C’est archi-faux : le code permet tout à fait un achat économique. Ce qui l’interdit c’est l’organisation délirante, préhistorique, des achats.
* Le soupçon de favoritisme existe en toutes circonctance, avec toute procédure. Acheter suppose une relation avec le fournisseur, toute relations est matière à soupçon. Ce n’ets pas pire avec la négociation.
* c’est en fait sans importance : la procédure de l’appel d’offres est plus performante que la négociation ! Négocier c’est difficile, ça suppose une parfaite connaissance du sujet, et ça implique, par définition, qu’il y ait quelque chose à négocier (c’est-à-dire que les propositions initiales ne sont pas les "meilleures").
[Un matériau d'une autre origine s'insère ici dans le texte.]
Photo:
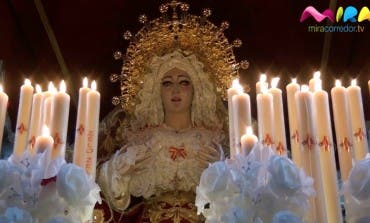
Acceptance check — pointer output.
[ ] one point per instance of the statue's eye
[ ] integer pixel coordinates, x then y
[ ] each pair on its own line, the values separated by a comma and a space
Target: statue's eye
166, 83
184, 83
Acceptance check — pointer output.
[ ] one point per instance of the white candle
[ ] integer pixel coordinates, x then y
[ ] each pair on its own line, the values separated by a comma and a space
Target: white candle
265, 117
261, 83
291, 90
80, 134
36, 119
92, 128
310, 161
3, 106
248, 141
48, 98
316, 78
326, 154
44, 141
356, 111
279, 125
342, 128
235, 89
241, 117
59, 121
23, 118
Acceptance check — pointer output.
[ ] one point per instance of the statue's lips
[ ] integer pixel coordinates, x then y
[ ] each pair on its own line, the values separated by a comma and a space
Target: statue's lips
175, 99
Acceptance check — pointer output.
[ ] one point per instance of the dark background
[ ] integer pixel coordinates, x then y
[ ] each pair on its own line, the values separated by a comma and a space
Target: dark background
88, 32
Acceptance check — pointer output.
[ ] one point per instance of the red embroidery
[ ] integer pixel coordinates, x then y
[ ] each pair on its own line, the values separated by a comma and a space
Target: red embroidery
81, 129
267, 140
21, 128
360, 134
57, 140
346, 144
175, 152
309, 142
295, 136
325, 142
280, 148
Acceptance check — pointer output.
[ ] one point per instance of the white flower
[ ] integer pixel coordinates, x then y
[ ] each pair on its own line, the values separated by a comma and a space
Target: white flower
214, 180
74, 185
286, 217
359, 179
285, 176
16, 215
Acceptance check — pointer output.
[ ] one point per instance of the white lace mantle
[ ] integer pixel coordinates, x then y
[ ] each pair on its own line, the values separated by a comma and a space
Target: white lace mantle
157, 160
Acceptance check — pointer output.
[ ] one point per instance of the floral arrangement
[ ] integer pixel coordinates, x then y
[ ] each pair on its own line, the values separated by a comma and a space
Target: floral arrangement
33, 190
259, 187
356, 192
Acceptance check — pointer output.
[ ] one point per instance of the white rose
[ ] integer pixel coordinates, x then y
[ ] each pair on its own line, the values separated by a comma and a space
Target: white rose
17, 215
286, 217
214, 180
359, 179
73, 184
285, 178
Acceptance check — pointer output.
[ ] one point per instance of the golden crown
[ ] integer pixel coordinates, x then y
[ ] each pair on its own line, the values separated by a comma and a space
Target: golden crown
176, 28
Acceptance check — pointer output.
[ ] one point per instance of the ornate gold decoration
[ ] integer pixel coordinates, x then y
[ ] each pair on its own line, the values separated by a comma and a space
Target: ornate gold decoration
174, 206
176, 29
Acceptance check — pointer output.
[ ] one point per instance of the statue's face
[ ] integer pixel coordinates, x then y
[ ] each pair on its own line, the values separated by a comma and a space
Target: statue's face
176, 91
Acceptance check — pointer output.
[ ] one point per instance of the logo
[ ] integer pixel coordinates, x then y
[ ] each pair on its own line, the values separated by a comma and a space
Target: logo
350, 14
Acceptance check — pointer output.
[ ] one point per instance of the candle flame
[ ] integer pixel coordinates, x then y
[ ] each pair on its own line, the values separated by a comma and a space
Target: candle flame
38, 88
51, 86
338, 83
249, 130
27, 82
316, 75
45, 130
62, 86
305, 88
318, 85
264, 87
263, 78
93, 85
85, 82
274, 82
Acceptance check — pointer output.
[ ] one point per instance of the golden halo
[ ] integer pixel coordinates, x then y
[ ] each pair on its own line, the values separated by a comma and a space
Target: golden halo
176, 29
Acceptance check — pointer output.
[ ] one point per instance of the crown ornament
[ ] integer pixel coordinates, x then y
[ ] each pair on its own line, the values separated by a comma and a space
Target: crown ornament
175, 29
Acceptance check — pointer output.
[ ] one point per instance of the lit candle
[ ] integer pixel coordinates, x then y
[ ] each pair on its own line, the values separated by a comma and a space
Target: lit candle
316, 78
328, 169
3, 106
261, 83
265, 117
92, 128
343, 127
235, 88
291, 90
23, 118
48, 98
278, 111
241, 116
248, 141
59, 121
80, 134
310, 161
36, 119
356, 111
44, 141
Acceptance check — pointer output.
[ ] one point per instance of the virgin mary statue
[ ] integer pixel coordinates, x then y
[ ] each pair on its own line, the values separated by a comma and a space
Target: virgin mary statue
172, 121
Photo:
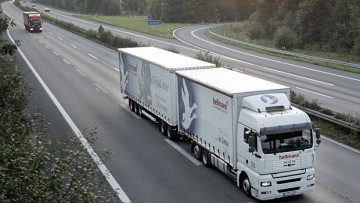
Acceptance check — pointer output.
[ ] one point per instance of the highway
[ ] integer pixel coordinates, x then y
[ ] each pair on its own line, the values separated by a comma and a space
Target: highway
150, 168
332, 89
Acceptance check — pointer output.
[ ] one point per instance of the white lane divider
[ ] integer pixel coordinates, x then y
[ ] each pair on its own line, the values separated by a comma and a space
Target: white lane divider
183, 152
109, 177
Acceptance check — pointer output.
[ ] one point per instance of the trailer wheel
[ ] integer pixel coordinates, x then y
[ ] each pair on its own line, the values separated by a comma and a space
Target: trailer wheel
197, 152
140, 111
132, 105
136, 108
246, 185
170, 133
163, 127
205, 158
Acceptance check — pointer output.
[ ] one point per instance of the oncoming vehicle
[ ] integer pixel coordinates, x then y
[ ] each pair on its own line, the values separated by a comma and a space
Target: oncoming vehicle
32, 21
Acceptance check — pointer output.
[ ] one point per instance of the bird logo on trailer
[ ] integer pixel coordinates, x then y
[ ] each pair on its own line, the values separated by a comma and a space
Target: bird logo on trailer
188, 115
269, 99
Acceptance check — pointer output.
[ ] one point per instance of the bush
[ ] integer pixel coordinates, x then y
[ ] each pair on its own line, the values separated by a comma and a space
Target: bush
284, 37
209, 58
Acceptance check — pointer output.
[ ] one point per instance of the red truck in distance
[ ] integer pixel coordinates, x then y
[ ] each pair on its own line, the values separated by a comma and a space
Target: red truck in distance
32, 21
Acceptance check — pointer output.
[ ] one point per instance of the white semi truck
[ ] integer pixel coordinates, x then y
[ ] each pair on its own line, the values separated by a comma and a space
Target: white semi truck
242, 125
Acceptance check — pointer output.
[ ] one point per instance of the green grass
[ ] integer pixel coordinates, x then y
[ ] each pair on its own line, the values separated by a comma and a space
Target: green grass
237, 33
138, 24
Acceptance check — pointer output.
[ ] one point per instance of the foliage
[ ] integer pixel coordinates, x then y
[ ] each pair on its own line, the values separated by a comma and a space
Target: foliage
337, 29
285, 38
208, 57
33, 166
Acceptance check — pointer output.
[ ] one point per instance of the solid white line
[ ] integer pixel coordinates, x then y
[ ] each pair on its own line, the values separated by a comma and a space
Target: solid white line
183, 152
272, 60
109, 177
66, 61
314, 92
94, 57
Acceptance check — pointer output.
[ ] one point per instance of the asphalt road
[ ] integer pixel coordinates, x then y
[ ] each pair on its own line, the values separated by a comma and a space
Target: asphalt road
83, 77
332, 89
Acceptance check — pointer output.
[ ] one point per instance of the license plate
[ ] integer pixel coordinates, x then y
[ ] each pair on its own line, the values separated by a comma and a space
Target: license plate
290, 193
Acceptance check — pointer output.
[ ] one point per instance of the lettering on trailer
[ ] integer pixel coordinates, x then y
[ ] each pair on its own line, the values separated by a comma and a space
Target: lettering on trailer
133, 68
221, 106
269, 99
290, 156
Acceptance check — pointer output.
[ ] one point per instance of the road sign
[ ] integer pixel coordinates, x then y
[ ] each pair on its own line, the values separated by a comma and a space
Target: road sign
154, 22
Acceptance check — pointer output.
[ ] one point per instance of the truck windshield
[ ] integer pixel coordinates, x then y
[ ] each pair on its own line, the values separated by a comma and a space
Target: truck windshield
36, 22
285, 142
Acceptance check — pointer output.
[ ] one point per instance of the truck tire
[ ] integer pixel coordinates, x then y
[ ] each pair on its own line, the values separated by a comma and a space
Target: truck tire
197, 152
132, 105
205, 158
137, 108
246, 185
170, 133
163, 126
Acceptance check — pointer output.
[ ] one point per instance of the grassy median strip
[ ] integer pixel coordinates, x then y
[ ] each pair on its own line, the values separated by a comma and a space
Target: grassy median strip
137, 23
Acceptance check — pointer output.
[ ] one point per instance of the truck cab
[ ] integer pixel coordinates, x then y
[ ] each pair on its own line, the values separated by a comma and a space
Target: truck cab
276, 153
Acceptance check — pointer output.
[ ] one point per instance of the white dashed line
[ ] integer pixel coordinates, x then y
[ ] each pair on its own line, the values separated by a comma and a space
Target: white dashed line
183, 152
94, 57
314, 92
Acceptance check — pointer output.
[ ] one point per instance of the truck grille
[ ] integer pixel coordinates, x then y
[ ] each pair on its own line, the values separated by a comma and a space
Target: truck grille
288, 181
289, 189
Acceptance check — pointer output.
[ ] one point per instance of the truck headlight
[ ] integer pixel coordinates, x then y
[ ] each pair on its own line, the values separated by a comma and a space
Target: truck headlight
265, 184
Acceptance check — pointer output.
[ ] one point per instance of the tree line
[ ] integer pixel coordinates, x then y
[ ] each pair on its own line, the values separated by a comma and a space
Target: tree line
326, 25
329, 25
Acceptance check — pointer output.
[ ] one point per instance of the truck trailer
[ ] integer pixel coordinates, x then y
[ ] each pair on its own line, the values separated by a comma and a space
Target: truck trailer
32, 21
242, 125
148, 79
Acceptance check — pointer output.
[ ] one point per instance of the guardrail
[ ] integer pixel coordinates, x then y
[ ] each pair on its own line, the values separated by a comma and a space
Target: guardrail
331, 119
353, 65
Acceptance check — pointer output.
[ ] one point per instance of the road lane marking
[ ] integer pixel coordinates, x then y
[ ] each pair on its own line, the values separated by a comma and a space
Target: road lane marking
94, 57
272, 60
183, 152
104, 170
66, 61
314, 92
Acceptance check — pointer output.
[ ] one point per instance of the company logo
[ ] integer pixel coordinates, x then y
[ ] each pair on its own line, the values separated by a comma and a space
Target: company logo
132, 68
269, 99
220, 104
290, 156
188, 115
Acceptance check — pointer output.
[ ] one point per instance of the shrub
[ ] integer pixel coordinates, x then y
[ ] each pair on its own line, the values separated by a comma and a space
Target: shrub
284, 37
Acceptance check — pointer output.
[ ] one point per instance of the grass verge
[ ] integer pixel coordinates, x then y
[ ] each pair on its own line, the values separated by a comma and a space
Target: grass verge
311, 61
138, 24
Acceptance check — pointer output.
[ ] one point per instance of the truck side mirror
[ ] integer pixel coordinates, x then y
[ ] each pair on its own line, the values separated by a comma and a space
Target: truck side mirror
317, 133
251, 144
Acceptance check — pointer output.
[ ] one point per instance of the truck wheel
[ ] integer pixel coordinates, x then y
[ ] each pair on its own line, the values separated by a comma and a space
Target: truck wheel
137, 108
163, 127
197, 152
205, 158
246, 185
140, 111
170, 133
132, 105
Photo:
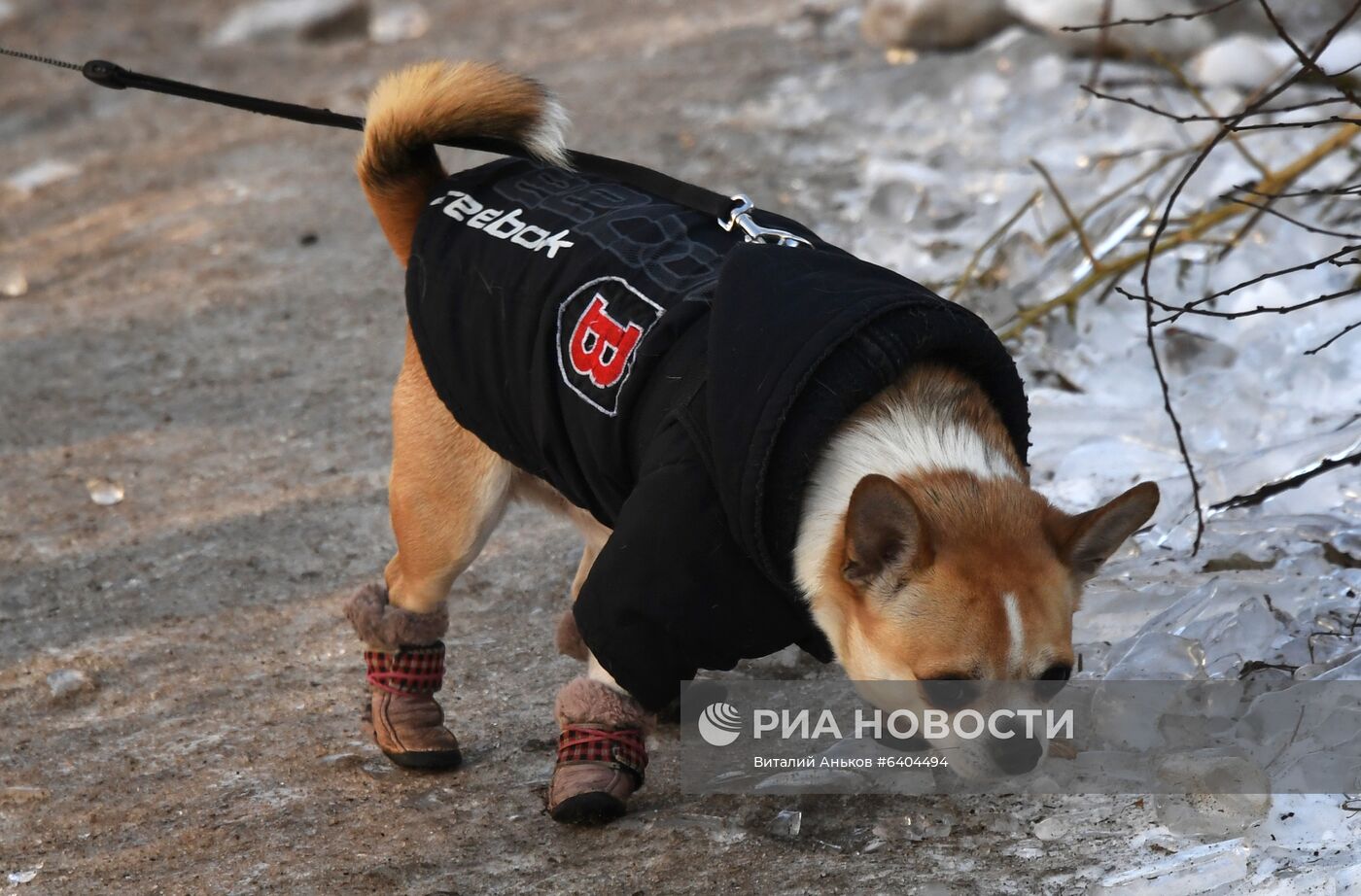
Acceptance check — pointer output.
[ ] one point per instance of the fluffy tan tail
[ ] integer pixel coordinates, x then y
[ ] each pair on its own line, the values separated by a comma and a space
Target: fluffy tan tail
435, 102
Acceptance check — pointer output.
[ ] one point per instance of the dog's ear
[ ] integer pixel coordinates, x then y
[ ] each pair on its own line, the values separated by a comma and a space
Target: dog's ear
884, 531
1088, 540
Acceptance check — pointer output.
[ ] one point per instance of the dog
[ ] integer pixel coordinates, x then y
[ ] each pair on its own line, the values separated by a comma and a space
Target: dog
761, 445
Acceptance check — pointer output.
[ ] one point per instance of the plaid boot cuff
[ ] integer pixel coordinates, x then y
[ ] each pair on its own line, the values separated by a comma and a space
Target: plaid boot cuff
418, 671
623, 748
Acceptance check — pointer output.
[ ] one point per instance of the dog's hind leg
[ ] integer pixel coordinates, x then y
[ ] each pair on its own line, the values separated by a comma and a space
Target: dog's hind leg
445, 495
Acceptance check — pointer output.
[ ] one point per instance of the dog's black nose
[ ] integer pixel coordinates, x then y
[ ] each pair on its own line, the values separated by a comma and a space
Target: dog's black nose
1018, 753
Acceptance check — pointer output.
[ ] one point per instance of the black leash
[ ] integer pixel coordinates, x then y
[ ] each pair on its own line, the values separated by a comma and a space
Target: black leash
730, 210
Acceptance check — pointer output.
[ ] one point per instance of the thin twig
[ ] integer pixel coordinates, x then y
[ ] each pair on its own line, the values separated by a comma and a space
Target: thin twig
1324, 465
1336, 337
993, 238
1067, 211
1200, 224
1169, 17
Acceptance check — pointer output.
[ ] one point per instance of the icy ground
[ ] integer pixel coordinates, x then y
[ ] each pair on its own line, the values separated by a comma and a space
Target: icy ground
196, 337
938, 171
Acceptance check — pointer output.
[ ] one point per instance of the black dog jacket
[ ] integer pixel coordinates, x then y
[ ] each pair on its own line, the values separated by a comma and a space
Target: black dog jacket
674, 381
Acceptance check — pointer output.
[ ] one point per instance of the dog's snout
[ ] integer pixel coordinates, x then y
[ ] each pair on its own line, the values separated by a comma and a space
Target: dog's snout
1018, 753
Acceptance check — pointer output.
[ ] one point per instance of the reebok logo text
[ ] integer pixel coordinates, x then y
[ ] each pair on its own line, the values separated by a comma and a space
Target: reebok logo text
503, 224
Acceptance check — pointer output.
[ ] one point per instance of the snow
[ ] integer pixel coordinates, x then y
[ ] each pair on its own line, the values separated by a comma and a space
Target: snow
938, 171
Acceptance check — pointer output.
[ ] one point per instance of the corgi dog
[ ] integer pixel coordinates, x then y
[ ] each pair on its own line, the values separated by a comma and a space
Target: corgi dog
908, 542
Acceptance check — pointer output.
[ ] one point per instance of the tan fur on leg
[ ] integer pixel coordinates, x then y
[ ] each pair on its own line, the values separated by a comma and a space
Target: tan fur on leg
569, 639
387, 627
585, 702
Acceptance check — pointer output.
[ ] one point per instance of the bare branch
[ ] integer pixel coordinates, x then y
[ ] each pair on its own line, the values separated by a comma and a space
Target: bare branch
1336, 337
1169, 17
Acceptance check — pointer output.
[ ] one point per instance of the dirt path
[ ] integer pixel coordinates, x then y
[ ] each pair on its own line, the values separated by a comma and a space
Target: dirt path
214, 323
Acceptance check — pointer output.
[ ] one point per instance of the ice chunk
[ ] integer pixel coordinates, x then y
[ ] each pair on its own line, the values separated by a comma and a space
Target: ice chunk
1242, 60
1051, 828
40, 174
303, 19
65, 683
104, 491
1157, 657
931, 23
1221, 794
1186, 873
786, 824
399, 22
13, 282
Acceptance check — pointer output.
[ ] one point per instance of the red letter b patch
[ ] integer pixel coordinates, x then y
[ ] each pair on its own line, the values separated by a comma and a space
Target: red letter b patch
599, 327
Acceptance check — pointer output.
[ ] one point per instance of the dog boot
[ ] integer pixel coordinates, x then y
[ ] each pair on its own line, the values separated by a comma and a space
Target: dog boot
601, 753
404, 663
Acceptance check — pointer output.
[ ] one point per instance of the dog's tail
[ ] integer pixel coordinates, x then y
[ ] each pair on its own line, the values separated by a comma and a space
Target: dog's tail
436, 102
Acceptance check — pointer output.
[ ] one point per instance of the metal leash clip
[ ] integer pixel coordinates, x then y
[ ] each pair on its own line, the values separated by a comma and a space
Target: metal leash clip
751, 231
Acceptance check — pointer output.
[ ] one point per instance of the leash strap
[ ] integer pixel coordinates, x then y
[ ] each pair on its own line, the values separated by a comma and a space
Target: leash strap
730, 211
115, 77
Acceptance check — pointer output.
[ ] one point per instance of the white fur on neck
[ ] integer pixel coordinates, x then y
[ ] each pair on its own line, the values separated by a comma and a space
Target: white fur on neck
897, 441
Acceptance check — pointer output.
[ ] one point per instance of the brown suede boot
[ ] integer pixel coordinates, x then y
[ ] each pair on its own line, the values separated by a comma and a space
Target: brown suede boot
405, 670
602, 753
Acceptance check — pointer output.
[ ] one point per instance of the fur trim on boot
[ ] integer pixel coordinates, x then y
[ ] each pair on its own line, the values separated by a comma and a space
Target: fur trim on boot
587, 702
568, 638
385, 627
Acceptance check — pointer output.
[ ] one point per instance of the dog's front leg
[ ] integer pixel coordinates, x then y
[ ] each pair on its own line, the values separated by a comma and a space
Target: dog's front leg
602, 750
445, 495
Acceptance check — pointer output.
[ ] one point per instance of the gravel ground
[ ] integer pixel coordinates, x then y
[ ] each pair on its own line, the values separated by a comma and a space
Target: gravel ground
214, 323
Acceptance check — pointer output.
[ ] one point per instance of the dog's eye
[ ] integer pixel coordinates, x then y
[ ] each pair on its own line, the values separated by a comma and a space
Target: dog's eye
1052, 680
950, 694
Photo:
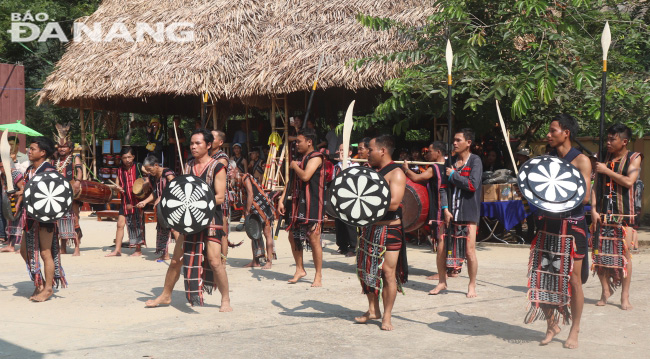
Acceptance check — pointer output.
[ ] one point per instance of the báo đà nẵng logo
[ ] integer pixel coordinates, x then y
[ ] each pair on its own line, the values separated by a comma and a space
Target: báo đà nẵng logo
24, 29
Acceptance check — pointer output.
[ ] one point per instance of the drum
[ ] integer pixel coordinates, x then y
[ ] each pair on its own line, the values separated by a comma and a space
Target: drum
92, 192
141, 188
162, 222
48, 197
360, 196
415, 206
551, 184
188, 204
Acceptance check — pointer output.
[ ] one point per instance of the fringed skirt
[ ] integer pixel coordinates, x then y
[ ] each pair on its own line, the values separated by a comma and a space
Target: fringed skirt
374, 241
609, 252
163, 236
456, 246
135, 227
32, 241
549, 273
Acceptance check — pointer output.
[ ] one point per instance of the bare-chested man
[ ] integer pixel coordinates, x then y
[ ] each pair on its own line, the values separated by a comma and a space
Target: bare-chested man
462, 212
562, 130
385, 236
214, 174
307, 215
435, 177
613, 206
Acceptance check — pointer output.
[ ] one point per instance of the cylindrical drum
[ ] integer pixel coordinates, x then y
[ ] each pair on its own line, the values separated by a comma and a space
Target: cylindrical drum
415, 206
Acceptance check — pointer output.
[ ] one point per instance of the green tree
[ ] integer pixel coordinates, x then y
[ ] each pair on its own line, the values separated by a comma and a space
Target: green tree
536, 57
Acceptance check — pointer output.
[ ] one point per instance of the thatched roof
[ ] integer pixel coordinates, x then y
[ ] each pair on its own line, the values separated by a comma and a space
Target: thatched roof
241, 50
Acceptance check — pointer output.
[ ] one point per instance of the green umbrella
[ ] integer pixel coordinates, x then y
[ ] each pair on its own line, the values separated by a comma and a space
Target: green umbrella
19, 128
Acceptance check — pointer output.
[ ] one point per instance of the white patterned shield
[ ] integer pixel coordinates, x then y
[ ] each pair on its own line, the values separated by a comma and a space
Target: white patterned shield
48, 197
188, 204
360, 196
552, 184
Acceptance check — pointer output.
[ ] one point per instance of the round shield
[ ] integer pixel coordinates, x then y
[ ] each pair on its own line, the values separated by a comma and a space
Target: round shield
160, 219
48, 197
552, 184
188, 204
329, 209
360, 196
253, 226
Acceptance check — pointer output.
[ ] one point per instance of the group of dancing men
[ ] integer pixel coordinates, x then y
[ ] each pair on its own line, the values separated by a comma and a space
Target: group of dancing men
454, 194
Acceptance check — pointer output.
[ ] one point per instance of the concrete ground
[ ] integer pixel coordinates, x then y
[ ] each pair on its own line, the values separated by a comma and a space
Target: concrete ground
102, 315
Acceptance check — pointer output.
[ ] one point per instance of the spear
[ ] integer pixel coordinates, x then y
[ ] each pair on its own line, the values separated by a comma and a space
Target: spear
313, 89
449, 54
605, 41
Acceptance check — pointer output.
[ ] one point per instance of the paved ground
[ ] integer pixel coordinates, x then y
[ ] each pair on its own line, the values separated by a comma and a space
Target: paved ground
102, 314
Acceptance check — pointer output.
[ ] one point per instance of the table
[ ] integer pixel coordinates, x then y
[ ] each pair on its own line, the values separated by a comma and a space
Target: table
510, 213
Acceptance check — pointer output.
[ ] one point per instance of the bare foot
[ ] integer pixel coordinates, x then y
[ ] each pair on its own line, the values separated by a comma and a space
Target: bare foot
366, 317
7, 249
471, 291
550, 334
252, 264
438, 289
152, 303
297, 276
318, 281
36, 291
603, 298
625, 303
386, 324
44, 295
225, 306
572, 340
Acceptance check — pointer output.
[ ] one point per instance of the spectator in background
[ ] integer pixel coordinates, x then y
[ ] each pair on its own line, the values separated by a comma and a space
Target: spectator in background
491, 161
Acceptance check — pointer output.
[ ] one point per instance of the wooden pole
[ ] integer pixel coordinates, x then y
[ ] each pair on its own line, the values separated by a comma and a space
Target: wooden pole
287, 160
248, 140
83, 138
93, 139
214, 116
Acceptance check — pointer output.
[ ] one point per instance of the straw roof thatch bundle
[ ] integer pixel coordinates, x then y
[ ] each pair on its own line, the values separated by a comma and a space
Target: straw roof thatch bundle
241, 49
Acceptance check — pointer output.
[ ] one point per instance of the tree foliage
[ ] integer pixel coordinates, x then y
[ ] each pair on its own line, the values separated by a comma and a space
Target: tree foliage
536, 57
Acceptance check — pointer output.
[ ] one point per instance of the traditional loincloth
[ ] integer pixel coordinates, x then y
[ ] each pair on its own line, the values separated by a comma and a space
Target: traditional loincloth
198, 274
32, 241
374, 241
163, 236
608, 254
135, 228
549, 270
65, 227
16, 228
301, 233
456, 246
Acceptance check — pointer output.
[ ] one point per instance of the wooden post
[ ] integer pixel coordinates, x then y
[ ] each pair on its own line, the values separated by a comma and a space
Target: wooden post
287, 160
93, 140
83, 139
214, 116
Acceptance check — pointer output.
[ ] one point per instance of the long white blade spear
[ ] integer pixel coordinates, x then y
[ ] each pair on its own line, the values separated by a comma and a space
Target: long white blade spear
605, 41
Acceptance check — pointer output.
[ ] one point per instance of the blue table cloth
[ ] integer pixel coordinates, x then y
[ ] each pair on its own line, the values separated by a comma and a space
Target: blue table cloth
509, 213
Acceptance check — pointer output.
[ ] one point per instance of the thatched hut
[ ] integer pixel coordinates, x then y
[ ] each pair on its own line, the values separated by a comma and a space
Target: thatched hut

Au contraire, avec l’appel d’offre les fournisseurs mis en concurrence négocient automatiquement pour votre compte, alors qu’ils connaissent mieux le sujet que vous.
* les prix "plus élevés" ne résultant pas d’un manque d’outils (comme la négociation), mais de bien d’autres facteurs : mauvaise définition des besoins, absence de centralisation des volumes, absence d’adaptation des durées de marchés aux cycles des produits, absence d’un "directeur des achats" avec droit de veto (et donc poids négligeable des acheteurs), jeu de la patate chaude et coup de parapluie, etc. Sans parler du coût de traitement administratif, absolument ahurissant (ça se compte en centaines d’euros par acte) et jamais pris en compte.
Bravo Alix, quelqu’un qui parle du sujet en le connaissant. Etant moi-même de la partie, je souscris et confirme, à ceci près peut-être que la négociation n’est pas toujours si inutile que ça, si on ne considère pas qu’un bon achat se limite au prix obtenu.
J’ajouterais que quand les donneurs d’ordres (je parle donc des décideurs publics, suivez mon regard) achètent selon leur envie, en marchant, plutôt que de s’efforcer à un travail de juste évaluation des besoins, programmé, on fonce souvent dan le mur. En raisonnant en coût complet (prise en compte du temps consacré par les services pour "régulariser" la dépense, on en a le vertige !
Certes, je sais qu’on ne peut pas ttout programmer, tout centraliser, tout mtualiser. Mais cela ne signgifie pas non plus qu’aucune avancée n’est réalisable dans ces domaines.
Certes il existe des décideurs soucieux de ne pas gaspiller l’argent public. Mais quand on voit un nouvel élu prendre ses fonctions et quand on voit les habitudes de certains au quotidien, on comprend pas mal de choses aussi.
Certes il n’est pas facile de tout réorganiser du jour au lendemain. Mais quand un décideur n’a manifestement que faire de questions qui lui semblent "techno" et qui ne sont évidemment pas directement valorisante, on en vient à déspérer.
En ce qui me concerne, je suis passé dans 2 grandes collectivités. A chque fois j’ai pu convaincre mon DGS de la nécessité de réorganiser la fonction achat pour la rendre plus cohérente et efficiente. A chaque fois le DGS m’a redit quelques semaines plus tard que l’équipe en place avait d’autres priorités.
Et évidemment les équipes en place ne manquent pas de regretter le carcan légal, ne réalisant pas que ce n’est pas la réglementation qui paralyse, mais que c’est la manière dont on fonctionne qui est inepte.